Mvunga told Reuters in an interview at a mining conference in Cape Town: “Stabilising power supply, especially to the mines, should give us an upside. Our GDP outlook is on a positive trajectory.”
Zambia, Africa’s second largest copper producer, experienced a slow-down in growth due to a power shortages last year.
In 2015, Zambian power providers and local mining companies agreed to cut power supply to local mines by 30% as the country faced a significant power shortage.
The mines were supplied with 70% of locally produced power and will have to import 30% back-up power at a high cost.

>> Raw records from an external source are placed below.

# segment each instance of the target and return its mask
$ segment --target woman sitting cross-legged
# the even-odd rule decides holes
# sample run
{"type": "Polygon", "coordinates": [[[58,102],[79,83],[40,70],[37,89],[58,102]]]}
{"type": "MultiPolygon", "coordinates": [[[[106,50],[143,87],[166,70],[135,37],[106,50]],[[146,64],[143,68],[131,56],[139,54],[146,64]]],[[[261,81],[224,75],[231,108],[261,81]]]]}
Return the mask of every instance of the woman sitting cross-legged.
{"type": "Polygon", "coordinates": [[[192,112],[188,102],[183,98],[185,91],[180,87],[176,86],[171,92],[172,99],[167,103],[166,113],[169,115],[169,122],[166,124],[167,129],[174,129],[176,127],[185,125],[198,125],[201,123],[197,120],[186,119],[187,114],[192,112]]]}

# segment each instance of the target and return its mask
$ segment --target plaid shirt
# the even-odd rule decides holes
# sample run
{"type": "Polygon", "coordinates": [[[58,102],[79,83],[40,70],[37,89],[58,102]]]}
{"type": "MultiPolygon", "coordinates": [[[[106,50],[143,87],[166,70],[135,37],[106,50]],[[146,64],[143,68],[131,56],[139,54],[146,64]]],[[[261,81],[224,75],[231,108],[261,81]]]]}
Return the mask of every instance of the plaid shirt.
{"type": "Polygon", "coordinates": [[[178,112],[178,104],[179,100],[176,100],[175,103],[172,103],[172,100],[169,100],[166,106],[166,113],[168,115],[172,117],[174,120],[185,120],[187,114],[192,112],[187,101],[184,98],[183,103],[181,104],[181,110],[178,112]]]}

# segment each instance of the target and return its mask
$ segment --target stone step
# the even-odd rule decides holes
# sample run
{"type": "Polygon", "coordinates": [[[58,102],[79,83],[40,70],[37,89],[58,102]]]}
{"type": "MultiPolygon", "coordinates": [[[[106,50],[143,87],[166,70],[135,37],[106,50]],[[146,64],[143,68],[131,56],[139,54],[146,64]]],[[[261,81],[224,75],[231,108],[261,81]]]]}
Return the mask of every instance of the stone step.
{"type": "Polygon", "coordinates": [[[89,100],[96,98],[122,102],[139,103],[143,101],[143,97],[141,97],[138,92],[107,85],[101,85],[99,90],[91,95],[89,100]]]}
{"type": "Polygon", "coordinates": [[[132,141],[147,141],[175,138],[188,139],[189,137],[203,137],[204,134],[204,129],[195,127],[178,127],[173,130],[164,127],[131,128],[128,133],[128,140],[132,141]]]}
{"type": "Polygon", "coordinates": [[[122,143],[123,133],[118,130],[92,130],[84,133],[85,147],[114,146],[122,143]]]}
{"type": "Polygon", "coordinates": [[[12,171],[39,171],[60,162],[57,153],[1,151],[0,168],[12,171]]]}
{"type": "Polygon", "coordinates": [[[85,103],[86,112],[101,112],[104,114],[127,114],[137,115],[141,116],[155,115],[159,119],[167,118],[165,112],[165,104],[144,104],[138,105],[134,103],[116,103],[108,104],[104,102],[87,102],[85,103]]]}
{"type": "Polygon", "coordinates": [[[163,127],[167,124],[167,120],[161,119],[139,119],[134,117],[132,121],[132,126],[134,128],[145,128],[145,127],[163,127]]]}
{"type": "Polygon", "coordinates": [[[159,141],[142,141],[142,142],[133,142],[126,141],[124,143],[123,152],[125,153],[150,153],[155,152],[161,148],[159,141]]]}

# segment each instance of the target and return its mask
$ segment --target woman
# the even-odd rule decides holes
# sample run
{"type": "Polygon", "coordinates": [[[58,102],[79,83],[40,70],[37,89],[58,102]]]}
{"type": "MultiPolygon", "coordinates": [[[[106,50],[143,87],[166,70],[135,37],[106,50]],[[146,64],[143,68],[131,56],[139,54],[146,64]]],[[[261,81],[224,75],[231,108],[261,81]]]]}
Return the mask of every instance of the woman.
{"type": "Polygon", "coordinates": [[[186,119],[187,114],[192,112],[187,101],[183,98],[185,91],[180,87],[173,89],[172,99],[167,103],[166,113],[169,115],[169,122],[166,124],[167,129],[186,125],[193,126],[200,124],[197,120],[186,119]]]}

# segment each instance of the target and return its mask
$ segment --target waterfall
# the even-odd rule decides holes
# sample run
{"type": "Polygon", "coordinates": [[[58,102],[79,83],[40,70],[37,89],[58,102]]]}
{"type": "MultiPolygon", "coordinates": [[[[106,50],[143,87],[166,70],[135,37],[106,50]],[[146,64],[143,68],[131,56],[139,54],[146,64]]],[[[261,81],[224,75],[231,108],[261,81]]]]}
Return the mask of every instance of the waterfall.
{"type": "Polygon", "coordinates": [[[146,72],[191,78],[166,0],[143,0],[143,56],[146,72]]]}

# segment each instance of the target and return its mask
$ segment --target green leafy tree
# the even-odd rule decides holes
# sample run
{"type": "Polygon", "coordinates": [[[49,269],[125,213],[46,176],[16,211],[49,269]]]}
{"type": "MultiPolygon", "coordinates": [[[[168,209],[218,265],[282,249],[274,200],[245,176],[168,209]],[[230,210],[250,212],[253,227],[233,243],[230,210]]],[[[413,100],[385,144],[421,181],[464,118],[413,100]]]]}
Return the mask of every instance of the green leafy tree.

President of the Chamber of Mines, Jackson Sikamo, said at the time that the agreement was reached with Glencore Plc and First Quantum Minerals.
According to the World Bank, Zambia’s GDP growth will fall below 4% in 2016 due to a combination of domestic and international pressures, but expansion will increase in subsequent years, Reuters reported.
Mvunga said the central bank did not sell dollars to stabilise the country’s struggling currency, the kwacha.
Mvunga said: “We are not using reserves by any means to stabilise the kwacha, absolutely not. But we are looking at areas where we can reduce imports which are not critical to reduce the strain on demand for dollars.”
Reuters reported that Mvunga noted the mines production was not affected by the reduced power supply: “There are non-core mining activities, like golf clubs, that’s where power has been removed. We are not impacting the core production areas of the mines.”
“Despite the power cuts and closure of mines, copper production inched higher to 711,515 tonnes in 2015 from 708,000 tonnes the previous year after a new mine owned by Canada’s First Quantum Minerals started production, according to data from the chamber of mines,” Reuters reported.